Use a shovel or spade to dig up the entire lily of the valley plant and place it on top of a tarp so the soil doesn’t spill everywhere.
Remove all foliage.
You will not need any of the foliage, so you can clip it off with some shears or scissors and throw it away (or compost it).
Divide the plant into smaller clumps.
Use your fingers or a knife to divide the plant into smaller pieces so that you have individual bulbs with roots attached. Make sure each piece has at least one bulb and several roots attached; they should be about three inches in diameter. You can trim off any excess foliage or roots at this point if necessary.

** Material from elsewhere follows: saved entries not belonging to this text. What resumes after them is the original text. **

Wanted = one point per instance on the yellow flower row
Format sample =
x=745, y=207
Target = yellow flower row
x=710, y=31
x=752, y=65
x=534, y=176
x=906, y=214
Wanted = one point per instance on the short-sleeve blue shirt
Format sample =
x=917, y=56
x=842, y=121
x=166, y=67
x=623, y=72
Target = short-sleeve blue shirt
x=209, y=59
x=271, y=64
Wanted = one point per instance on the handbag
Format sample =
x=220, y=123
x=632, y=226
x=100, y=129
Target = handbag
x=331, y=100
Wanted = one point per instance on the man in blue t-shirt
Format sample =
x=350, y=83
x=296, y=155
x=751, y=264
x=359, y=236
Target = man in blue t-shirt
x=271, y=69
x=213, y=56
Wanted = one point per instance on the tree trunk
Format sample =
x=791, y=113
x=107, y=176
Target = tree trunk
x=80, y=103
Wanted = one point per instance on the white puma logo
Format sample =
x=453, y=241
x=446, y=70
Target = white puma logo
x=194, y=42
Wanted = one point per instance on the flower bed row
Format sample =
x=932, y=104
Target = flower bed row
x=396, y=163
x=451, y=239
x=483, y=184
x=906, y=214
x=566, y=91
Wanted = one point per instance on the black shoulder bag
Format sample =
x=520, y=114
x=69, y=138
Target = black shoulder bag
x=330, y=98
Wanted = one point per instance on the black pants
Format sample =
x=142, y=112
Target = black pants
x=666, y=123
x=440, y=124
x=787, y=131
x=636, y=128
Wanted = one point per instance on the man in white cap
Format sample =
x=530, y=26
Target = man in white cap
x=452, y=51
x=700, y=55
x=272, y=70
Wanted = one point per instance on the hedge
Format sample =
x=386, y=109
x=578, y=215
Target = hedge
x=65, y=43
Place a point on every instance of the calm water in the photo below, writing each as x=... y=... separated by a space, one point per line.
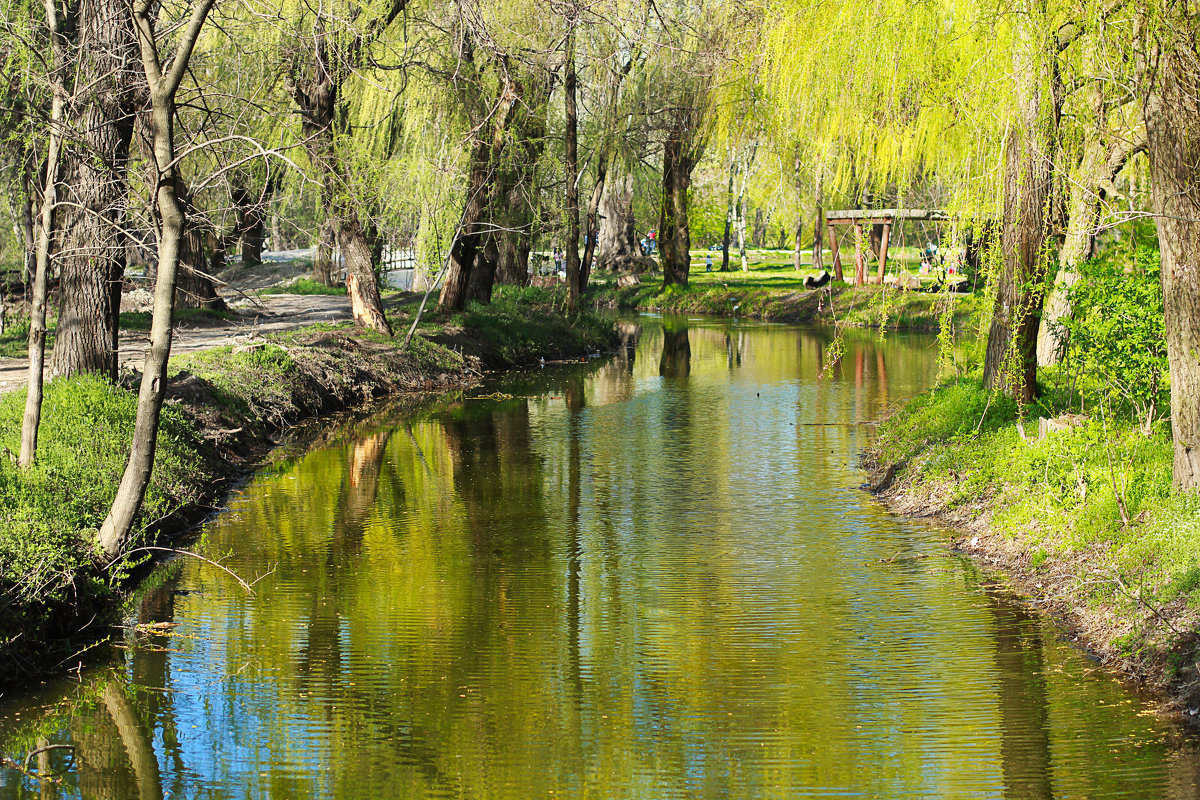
x=643 y=577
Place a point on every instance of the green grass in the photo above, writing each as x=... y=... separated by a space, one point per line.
x=257 y=384
x=139 y=320
x=305 y=287
x=525 y=323
x=49 y=512
x=15 y=340
x=769 y=292
x=1060 y=498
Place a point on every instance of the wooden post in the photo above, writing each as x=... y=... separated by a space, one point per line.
x=858 y=254
x=883 y=251
x=833 y=246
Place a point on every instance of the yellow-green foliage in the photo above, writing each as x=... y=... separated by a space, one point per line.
x=1103 y=486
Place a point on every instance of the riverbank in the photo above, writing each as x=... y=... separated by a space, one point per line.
x=225 y=409
x=773 y=299
x=1077 y=511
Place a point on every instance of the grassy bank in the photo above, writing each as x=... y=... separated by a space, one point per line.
x=225 y=407
x=1083 y=519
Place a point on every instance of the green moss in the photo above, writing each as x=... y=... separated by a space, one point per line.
x=1095 y=497
x=525 y=323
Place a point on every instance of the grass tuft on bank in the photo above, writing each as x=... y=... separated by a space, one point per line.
x=526 y=323
x=769 y=298
x=1086 y=511
x=49 y=582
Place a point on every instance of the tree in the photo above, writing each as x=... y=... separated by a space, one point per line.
x=1011 y=359
x=1168 y=59
x=33 y=414
x=89 y=248
x=163 y=82
x=573 y=170
x=319 y=64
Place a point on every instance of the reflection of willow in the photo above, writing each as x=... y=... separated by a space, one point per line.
x=676 y=361
x=630 y=334
x=321 y=656
x=733 y=349
x=1025 y=733
x=574 y=546
x=113 y=750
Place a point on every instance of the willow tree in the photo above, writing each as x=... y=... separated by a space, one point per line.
x=324 y=46
x=1168 y=58
x=1109 y=133
x=685 y=71
x=894 y=108
x=503 y=70
x=107 y=91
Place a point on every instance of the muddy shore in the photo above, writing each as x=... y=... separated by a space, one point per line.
x=1165 y=667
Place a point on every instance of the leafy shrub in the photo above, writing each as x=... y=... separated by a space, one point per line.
x=49 y=512
x=1117 y=350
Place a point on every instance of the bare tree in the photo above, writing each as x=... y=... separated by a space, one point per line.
x=163 y=80
x=33 y=415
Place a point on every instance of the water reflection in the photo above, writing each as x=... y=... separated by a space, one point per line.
x=1024 y=708
x=645 y=577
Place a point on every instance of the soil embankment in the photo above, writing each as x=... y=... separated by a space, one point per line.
x=1074 y=523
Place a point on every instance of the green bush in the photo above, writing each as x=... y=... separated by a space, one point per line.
x=1117 y=350
x=257 y=382
x=522 y=320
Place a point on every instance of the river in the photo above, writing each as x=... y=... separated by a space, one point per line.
x=649 y=576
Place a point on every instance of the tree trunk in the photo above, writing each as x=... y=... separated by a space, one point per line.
x=675 y=236
x=1011 y=359
x=742 y=220
x=118 y=525
x=571 y=164
x=616 y=241
x=33 y=414
x=469 y=238
x=1101 y=163
x=799 y=236
x=324 y=266
x=760 y=229
x=730 y=214
x=593 y=218
x=90 y=247
x=467 y=242
x=1171 y=107
x=483 y=274
x=323 y=119
x=819 y=228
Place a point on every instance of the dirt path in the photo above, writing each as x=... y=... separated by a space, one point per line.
x=265 y=314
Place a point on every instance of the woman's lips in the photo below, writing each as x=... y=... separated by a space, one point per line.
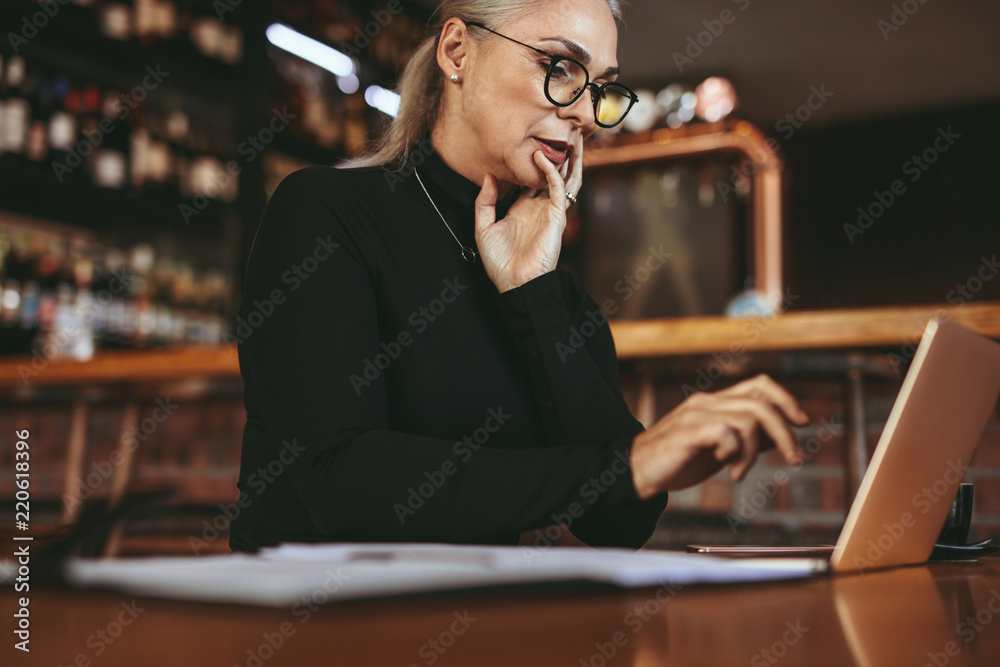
x=554 y=155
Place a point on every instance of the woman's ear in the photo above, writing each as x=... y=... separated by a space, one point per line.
x=453 y=49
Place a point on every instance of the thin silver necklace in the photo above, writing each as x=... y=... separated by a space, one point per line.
x=468 y=254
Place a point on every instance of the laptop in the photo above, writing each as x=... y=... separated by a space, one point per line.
x=950 y=389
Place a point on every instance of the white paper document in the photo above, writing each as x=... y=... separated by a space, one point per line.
x=285 y=575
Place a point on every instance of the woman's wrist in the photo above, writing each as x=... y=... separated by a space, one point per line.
x=645 y=488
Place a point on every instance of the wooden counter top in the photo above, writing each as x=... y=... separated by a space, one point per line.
x=797 y=330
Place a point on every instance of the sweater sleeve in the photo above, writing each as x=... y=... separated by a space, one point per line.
x=571 y=354
x=310 y=284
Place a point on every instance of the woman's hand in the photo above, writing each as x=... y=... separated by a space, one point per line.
x=708 y=431
x=526 y=243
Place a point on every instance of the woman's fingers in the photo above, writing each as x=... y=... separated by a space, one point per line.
x=762 y=387
x=486 y=212
x=575 y=180
x=556 y=185
x=772 y=423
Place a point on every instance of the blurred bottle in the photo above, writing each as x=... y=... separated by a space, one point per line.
x=38 y=89
x=116 y=19
x=62 y=124
x=16 y=109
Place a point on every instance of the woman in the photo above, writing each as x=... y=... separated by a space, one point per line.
x=405 y=365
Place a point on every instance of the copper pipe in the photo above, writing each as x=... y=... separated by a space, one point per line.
x=736 y=136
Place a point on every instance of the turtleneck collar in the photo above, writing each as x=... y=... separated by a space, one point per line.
x=454 y=194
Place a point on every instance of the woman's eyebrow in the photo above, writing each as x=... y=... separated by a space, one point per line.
x=580 y=54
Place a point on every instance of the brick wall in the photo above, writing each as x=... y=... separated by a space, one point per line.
x=806 y=503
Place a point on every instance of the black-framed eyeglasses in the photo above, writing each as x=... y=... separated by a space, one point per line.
x=566 y=80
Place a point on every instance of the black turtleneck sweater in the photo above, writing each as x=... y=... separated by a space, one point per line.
x=392 y=394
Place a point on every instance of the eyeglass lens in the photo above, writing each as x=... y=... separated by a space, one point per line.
x=566 y=81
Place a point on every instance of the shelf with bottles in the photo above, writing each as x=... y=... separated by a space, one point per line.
x=190 y=36
x=68 y=292
x=70 y=145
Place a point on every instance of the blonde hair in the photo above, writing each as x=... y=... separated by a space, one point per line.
x=422 y=82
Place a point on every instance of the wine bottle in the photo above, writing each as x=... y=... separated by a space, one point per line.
x=17 y=109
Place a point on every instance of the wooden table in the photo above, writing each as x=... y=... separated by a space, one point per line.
x=906 y=616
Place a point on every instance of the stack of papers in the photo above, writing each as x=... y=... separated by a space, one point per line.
x=285 y=575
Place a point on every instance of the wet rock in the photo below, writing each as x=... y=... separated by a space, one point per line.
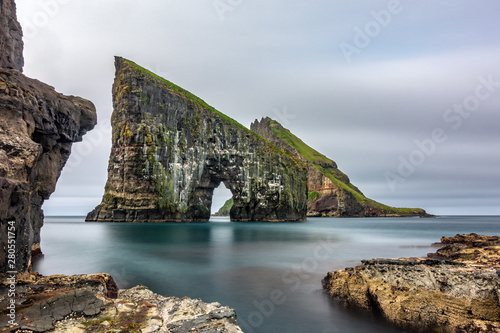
x=11 y=37
x=448 y=292
x=37 y=129
x=80 y=304
x=171 y=150
x=330 y=190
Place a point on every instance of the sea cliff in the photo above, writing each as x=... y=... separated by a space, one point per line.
x=171 y=150
x=331 y=192
x=38 y=126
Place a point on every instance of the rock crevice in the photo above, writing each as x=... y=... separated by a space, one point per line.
x=37 y=128
x=331 y=192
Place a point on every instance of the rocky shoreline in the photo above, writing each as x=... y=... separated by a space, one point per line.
x=93 y=303
x=455 y=289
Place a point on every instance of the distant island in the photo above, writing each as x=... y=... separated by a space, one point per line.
x=171 y=150
x=330 y=192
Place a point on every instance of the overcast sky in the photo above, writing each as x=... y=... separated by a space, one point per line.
x=403 y=95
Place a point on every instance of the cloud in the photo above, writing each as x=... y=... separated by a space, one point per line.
x=261 y=58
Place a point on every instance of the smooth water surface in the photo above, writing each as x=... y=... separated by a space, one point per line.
x=270 y=273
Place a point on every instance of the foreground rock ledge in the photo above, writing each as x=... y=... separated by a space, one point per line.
x=92 y=303
x=455 y=289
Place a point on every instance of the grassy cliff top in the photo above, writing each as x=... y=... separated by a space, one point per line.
x=304 y=150
x=180 y=91
x=175 y=89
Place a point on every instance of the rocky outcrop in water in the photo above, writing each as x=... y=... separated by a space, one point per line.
x=330 y=190
x=171 y=150
x=92 y=303
x=454 y=290
x=37 y=128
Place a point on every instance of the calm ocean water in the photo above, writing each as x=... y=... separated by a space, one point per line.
x=270 y=273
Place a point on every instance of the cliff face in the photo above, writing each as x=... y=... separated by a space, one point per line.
x=454 y=290
x=171 y=150
x=330 y=190
x=11 y=37
x=37 y=128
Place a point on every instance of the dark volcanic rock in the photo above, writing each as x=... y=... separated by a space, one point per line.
x=37 y=128
x=330 y=190
x=81 y=303
x=171 y=150
x=435 y=294
x=11 y=37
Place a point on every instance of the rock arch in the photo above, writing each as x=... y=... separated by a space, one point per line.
x=171 y=150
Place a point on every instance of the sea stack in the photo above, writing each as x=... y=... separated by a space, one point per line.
x=37 y=129
x=454 y=290
x=171 y=150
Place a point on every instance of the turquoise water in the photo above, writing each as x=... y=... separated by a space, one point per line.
x=270 y=273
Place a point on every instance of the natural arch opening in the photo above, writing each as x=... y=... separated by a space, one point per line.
x=221 y=198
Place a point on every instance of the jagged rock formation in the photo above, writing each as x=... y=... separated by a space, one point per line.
x=330 y=190
x=37 y=128
x=11 y=37
x=454 y=290
x=92 y=303
x=171 y=150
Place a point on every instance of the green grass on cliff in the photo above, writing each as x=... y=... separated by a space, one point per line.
x=321 y=163
x=184 y=93
x=198 y=101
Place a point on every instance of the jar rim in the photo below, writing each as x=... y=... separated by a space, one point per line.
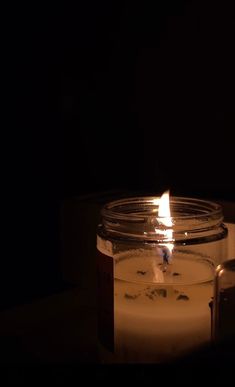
x=137 y=218
x=116 y=208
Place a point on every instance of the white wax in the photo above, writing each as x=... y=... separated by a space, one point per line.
x=158 y=315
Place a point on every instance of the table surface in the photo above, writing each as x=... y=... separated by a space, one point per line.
x=61 y=328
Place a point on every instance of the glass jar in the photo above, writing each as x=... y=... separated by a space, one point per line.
x=155 y=277
x=224 y=303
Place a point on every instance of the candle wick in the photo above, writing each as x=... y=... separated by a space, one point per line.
x=166 y=258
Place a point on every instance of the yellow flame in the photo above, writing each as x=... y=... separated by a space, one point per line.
x=164 y=218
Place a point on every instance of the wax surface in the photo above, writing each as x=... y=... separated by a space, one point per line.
x=160 y=315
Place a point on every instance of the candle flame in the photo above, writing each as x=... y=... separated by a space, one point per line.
x=165 y=222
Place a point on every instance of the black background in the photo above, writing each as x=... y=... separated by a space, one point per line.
x=110 y=95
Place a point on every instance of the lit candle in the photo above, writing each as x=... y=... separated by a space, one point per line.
x=160 y=315
x=157 y=295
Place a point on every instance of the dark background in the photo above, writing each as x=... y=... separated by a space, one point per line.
x=110 y=95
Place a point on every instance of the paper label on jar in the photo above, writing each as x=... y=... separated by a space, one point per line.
x=105 y=292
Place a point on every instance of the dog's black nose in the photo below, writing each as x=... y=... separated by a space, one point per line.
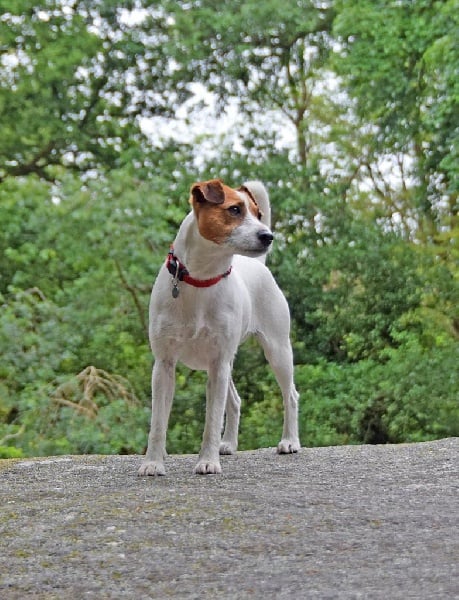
x=265 y=237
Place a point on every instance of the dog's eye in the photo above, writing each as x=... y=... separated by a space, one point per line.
x=235 y=210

Replant the divided pieces
Replant each division in a container with well-draining soil. Make sure that each division has ample space to allow for growth. They will grow quickly!
Pest and Disease Control
Lily of the valley is a low-maintenance plant, but it’s not immune from pests and disease. These include:
Slugs and snails. Lily of the valley’s sweet, fragrant scent attracts these slimy creatures. Snails and slugs are most active in the evening or on rainy days, so this is the best time to handpick them or use baits to kill them.
Fungal leaf spots. This disease appears as dark spots with yellow borders on leaves and stems, causing the leaves to eventually drop off. Remove all affected leaves and stems that fall to the ground so they don’t spread. Lily of the valley will continue to grow, but it won’t look as pretty.
Viruses. There are several viruses that can affect the lily of the valley, including the amaryllis necrotic streak virus and the gladiolus mosaic virus. These viruses are spread by aphids and other insects or by coming into contact with infected plants or seeds. Viruses don’t have a cure, so remove any infected plants immediately to prevent them from spreading.